Robb explained that Metro Aviation was sued because the supplied pilot Chad Hammond, who also died in the crash, while Haynes supplied the medical staff.

“Metro Aviation was the employer of the pilot, so they were responsible for the pilot’s fault in crashing the helicopter,” Robb said. “However, Metro Aviation stood behind its pilot and accepted responsibility.”

The other two individuals killed in the crash were flight medic Jason Snipes and patient Zach Strickland.

The crash occurred March 26, 2016, when the helicopter left Troy and headed to the scene of an accident in Goodman, where Strickland’s vehicle had hit a ditch and light pole.

After picking Strickland up just after midnight, the helicopter fell from the sky.
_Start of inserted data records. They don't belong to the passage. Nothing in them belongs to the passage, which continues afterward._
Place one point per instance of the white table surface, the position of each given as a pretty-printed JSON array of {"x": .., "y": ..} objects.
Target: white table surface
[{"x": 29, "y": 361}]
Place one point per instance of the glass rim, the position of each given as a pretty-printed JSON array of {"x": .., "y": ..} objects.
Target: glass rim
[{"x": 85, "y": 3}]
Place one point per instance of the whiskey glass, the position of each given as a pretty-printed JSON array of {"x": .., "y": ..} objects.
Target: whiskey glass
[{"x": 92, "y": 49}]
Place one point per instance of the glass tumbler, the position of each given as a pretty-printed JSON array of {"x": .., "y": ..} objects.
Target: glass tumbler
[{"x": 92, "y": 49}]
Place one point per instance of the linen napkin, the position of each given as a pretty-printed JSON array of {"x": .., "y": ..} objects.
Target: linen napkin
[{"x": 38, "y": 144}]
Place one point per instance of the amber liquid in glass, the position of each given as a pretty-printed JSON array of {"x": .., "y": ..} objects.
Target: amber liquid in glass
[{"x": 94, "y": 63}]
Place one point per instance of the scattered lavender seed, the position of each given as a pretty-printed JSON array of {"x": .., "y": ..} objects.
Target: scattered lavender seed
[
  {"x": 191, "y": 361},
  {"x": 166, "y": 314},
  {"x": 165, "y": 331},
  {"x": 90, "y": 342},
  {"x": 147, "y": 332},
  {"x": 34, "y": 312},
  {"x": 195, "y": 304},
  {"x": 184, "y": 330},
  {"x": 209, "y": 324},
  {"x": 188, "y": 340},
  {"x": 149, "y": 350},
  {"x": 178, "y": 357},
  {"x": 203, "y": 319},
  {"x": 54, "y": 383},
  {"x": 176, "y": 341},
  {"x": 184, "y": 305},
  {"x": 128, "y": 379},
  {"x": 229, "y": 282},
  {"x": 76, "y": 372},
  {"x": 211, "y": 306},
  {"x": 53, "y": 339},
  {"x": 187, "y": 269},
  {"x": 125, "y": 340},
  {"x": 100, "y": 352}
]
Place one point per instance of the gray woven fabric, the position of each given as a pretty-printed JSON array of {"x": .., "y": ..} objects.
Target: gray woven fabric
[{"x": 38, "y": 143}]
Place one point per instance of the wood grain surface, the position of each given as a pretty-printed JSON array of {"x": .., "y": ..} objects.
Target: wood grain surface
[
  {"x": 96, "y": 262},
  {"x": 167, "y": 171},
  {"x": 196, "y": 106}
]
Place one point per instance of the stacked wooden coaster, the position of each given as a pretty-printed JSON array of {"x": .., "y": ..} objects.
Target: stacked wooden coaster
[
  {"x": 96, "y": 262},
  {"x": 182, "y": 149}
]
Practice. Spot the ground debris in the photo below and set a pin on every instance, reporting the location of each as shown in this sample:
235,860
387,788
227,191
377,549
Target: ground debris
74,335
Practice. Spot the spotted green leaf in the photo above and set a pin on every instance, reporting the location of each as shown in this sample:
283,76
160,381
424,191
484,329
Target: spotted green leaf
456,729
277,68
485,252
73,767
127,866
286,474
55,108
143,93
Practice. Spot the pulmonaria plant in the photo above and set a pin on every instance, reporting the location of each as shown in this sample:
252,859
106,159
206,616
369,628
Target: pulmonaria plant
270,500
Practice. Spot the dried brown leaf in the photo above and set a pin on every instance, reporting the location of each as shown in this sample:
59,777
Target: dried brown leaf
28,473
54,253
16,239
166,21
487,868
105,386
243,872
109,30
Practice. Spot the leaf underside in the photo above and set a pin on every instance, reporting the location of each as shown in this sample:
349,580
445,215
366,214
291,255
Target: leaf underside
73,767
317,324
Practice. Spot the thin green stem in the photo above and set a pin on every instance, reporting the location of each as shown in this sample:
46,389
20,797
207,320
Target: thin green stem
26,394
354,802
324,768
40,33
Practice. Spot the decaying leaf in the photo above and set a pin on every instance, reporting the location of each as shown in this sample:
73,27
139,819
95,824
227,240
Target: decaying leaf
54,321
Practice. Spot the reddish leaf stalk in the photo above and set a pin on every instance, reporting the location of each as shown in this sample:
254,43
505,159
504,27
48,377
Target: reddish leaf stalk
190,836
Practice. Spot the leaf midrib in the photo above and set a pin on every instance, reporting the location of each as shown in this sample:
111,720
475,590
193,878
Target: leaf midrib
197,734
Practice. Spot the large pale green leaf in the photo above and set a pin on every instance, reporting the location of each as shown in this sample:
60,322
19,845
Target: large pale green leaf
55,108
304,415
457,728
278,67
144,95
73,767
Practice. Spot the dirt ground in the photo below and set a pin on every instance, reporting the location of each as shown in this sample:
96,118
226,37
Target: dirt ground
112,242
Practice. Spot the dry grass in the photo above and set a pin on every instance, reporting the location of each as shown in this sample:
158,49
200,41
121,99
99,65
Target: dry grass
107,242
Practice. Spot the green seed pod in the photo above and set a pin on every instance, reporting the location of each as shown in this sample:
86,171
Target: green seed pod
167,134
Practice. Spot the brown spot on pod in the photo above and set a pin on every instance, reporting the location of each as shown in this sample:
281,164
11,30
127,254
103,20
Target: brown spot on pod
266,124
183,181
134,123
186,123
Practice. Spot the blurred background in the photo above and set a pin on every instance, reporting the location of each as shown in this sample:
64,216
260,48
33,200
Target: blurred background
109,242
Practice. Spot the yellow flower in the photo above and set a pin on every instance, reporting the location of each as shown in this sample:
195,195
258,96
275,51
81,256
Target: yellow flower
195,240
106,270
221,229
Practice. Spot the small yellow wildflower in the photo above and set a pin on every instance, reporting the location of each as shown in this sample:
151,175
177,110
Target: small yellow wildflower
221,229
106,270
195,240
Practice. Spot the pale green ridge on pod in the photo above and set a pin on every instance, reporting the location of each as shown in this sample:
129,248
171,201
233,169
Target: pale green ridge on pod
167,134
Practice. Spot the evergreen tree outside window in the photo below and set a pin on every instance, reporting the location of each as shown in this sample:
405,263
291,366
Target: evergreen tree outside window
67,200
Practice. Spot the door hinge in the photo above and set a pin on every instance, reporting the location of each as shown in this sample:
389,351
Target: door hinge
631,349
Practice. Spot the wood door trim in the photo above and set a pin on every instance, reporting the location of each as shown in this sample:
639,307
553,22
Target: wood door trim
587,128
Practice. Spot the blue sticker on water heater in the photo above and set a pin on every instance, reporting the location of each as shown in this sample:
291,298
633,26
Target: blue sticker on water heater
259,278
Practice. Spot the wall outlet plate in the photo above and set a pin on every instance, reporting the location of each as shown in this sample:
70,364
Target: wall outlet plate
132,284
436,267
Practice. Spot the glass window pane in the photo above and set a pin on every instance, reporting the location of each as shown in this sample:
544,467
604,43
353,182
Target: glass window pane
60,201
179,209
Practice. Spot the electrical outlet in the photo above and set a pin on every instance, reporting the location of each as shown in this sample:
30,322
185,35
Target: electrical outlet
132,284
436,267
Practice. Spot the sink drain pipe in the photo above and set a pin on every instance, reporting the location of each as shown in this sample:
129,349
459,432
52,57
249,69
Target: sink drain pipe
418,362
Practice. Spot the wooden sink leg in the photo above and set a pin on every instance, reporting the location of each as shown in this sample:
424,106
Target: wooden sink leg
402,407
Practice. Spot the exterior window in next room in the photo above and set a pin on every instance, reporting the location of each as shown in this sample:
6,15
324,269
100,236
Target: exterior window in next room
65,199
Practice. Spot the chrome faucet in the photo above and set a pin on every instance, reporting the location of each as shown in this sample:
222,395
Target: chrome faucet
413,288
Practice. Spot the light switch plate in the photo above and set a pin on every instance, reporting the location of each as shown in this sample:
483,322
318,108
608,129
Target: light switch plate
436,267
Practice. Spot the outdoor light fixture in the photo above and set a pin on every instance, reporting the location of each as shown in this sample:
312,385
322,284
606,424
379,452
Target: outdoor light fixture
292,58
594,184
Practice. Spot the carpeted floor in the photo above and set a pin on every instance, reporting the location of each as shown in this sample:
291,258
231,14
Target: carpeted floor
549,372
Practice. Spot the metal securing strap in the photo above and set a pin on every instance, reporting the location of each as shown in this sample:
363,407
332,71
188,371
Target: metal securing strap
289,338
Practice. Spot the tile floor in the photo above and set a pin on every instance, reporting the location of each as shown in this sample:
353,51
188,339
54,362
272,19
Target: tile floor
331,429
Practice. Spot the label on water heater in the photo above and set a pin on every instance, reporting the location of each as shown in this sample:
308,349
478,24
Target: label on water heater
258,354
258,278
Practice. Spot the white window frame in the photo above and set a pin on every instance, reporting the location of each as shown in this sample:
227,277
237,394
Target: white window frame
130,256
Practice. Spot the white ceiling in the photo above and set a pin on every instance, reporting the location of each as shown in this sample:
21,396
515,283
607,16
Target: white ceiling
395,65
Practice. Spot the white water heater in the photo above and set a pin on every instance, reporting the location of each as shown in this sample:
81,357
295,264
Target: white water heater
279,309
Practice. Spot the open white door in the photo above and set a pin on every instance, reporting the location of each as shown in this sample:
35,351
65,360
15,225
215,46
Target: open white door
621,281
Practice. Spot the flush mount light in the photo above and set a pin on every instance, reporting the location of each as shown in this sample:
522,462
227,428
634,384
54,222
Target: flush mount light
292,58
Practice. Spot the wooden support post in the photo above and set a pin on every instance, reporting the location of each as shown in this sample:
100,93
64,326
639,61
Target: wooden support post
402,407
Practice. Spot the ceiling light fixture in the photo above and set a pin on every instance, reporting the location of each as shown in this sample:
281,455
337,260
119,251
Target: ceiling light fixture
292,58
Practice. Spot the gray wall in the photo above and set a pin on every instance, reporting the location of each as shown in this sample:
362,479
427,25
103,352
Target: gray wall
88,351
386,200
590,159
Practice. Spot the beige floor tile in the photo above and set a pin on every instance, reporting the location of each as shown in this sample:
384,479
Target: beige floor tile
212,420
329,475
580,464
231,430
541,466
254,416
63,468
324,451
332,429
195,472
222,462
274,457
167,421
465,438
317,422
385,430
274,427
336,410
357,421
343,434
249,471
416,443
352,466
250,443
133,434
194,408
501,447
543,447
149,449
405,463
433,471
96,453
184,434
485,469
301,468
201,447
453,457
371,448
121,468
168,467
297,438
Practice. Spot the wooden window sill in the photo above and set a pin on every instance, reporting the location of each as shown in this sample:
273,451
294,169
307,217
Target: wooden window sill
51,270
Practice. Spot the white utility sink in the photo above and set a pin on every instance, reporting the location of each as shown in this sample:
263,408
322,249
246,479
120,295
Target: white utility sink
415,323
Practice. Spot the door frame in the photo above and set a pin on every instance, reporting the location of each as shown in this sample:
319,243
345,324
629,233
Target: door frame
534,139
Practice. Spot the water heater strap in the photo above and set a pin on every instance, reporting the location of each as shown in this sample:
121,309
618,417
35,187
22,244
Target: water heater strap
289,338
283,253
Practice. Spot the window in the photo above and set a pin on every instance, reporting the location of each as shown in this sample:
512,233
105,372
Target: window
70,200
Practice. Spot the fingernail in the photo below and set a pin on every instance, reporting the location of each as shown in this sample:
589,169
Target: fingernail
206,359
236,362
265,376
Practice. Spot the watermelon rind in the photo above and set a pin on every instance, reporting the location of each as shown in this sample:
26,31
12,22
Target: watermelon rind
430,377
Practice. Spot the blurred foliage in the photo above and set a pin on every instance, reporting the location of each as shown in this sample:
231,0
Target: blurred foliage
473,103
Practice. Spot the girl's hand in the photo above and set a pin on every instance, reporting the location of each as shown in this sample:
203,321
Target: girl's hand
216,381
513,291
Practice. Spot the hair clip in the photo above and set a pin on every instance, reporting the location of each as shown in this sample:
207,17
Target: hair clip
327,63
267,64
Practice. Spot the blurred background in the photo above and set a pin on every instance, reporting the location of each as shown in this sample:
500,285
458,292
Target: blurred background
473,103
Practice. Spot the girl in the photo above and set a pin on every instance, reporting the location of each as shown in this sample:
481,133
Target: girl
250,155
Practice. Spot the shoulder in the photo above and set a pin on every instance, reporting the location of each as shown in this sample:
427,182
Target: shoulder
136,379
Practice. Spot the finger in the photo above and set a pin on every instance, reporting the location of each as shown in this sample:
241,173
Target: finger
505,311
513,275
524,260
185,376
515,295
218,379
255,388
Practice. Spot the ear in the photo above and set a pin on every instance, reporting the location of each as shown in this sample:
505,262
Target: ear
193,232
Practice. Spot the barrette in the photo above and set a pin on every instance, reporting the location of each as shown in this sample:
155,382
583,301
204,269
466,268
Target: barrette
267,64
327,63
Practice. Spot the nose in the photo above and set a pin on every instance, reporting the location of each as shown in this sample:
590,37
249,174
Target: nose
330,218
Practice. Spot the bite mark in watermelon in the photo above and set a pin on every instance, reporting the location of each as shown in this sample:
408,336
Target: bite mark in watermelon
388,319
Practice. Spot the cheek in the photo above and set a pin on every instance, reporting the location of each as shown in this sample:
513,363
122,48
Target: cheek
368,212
The National Transportation Safety Board has not yet released a final report, but the preliminary report shows that fog and mist reduced visibility at the time of the crash.

“Fog, mist, and reduced visibility existed at the (landing zone) at the time of the helicopter’s arrival,” the report reads. “Witnesses also observed that these same conditions were still present when the helicopter lifted off approximately 23 minutes later.”

Haynes LifeFlight and Troy Regional Medical Center recently held a ceremony to reflect on the accident on its one-year anniversary and dedicated a memorial to the crew just outside the helicopter’s landing pad.